Journaling works best when you hand write each entry. You can use a computer, but I'd recommend using a hardback note book. What you write in your journal is confidential, so keep it somewhere safe.

You don't need to write for long, but try to do it everyday. Keep it manageable; how much time can you spare? Journaling for just 10 to 15 minutes a day is fine. Decide how long you'll write for and stick to it. It helps focus your mind if you time yourself and stop as soon as the time is up. Date every entry, as that will be useful when you come back to your journal later.

Don't worry about grammar, spelling or punctuation - just write! There's no rules about what to write but try to let the words come without too much thought. Your journal can include poems, drawings, doodles or whatever feels right for you. The best place to start is to ask yourself 'What's going on for me right now?' This is your private journal, so be honest with yourself. The more open and honest you can be in your journal, the better. Don't re-read what you've written straight away and don't edit it.

Fill your paper with the breathings of your heart. 
William Wordsworth

Don't worry if you get stuck; just explore how that stuckness feels. You might choose to notice what's happening in your body as you journal. How are you breathing? Do you notice any facial expressions or gestures? Be curious and be patient with yourself. Whatever happens is OK.

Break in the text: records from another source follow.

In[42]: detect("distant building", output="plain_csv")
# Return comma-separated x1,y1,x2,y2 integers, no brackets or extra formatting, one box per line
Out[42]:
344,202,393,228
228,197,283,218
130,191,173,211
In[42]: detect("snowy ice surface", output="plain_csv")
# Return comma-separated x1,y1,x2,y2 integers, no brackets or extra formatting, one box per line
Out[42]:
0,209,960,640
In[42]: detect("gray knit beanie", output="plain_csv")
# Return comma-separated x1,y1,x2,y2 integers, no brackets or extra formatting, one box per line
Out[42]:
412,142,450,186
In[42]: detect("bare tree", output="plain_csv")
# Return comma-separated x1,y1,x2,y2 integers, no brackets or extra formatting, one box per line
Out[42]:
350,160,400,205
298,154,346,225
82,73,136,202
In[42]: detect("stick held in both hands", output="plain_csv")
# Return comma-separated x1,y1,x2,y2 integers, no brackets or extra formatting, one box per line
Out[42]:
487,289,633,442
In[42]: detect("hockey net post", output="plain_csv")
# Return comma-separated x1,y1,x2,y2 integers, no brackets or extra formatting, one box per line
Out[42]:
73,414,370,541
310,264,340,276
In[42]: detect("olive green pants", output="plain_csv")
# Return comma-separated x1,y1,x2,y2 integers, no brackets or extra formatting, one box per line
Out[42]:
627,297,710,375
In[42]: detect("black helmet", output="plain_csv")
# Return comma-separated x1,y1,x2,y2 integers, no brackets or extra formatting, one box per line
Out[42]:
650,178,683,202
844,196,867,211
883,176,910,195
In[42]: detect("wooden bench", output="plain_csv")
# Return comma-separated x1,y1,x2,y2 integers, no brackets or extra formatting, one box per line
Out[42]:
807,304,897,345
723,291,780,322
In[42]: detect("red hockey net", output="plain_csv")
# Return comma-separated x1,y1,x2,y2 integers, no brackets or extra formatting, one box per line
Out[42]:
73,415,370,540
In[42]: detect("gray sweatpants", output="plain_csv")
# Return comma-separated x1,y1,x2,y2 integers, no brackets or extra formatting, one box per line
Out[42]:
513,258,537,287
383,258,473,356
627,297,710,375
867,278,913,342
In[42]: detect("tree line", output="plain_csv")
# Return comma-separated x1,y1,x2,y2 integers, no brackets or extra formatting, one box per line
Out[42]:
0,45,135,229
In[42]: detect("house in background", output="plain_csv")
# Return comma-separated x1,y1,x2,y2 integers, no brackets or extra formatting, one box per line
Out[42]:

After a while it's worth reviewing what you've written. Read entries from a couple of weeks back or a month ago and see what comes up. Is there something to explore there? Has your perspective changed? Are there insights you'd forgotten in the meantime?

Other Ideas to Try

  • Choose a photograph that's especially meaningful to you and journal about it.
  • Write about what you'd choose if you had three wishes. Journal about your main worry right now. Write about memories or dreams.
  • Keep a gratitude journal. Don't just count your blessings; write them down and journal about what feelings come up.
  • Spend a few minutes preparation before you journal. Light a candle, do some breathing exercises or try a short mediation.

"The art of writing is the art of discovering what you believe."